Doing so requires increasing respect and trust in the workplace. Leaders need to understand that they must start first by trusting and respecting their team members (and not expecting automatic trust or respect based on titles or a position on the organization chart).

Will this be easy? No.

But it need not be difficult or expensive either.

As John Keynes wrote, “The difficulty lies not so much in developing new ideas as in escaping from the old ones.”

Yes, the old mindsets and leadership models will continue to work – but with costs and harmful ramifications for organizations, leaders, employees, and society that are not necessary. Organizations, societies, and – most importantly – our human workforces will benefit significantly from having working environments of respect, dignity, wellbeing, and harmony.

A New Leadership Mindset

What is a mindset? It is your worldview…how you interpret what you see and experience. The interesting thing about mindsets is that what you experience and see can change your mindset, and equally as important, changing your mindset can change what you see and experience.

A few examples:

When released from prison, Nelson Mandela changed how he viewed his jailors. In doing so, he changed his impact on South Africa and the world.

Gandhi changed the mindsets of millions by showing that protesting against a colonial power could be done peacefully.

Franklin Roosevelt taught us that fear could be overcome if faced squarely, even in times of great uncertainty.

John F. Kennedy gave us the mindset that a politically high-risk venture of putting humans on the moon could be highly motivating and inspiring.  

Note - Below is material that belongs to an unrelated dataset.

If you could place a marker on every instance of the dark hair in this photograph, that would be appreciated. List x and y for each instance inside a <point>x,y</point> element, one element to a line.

Your leadership mindset is how you approach your leadership role and what it means to be a leader in today’s world. Some of the mindset changes I recommend you consider include the following:

  • You lead human beings, not assets, head counts, resources, staff, workers, or team members.
  • You manage things, policies, procedures, processes, and projects. You LEAD PEOPLE.
  • The key role of managers and leaders is to develop people.
  • It is no longer about getting the most OUT of people. It is about putting the most INTO them and reaping the rewards of doing so.
  • As a leader, you are responsible for workplace wellbeing (reducing stress and drama) and employee wellness (physical, mental, and emotional).

These mindset changes will transform you from being a people manager to a people-centric leader.

And for senior leaders, the best way to build high-performing teams is to cascade this new leadership mindset throughout your organization.

Why Evolve Your Leadership Mindset?

Why should you become a people-centric leader? There are a multitude of reasons:

It is time to change how people are treated at work by management, bosses, peers, and colleagues.

The world and our workplaces need more harmony.

There is more to life than work and business results.

The world needs more kindness and understanding.

The world needs less divisiveness, anger, and separation.

Creating a better world for our children and grandchildren to inherit.

This leadership mindset change is not exclusively for the workplace. This is a shift in perspective usable in personal lives and the workplace.

To create a better world, we must be better leaders, better people, and better people leaders.

This is a better way to lead. To be a better people leader. To make a difference at any level of any organization you lead, now and in the future.

And it will make you a better human being while attaining the results you desire. The greater you understand this, the greater will be your impact on the organizations and people you lead today and well into the future – while simultaneously creating and building your personal leadership legacy.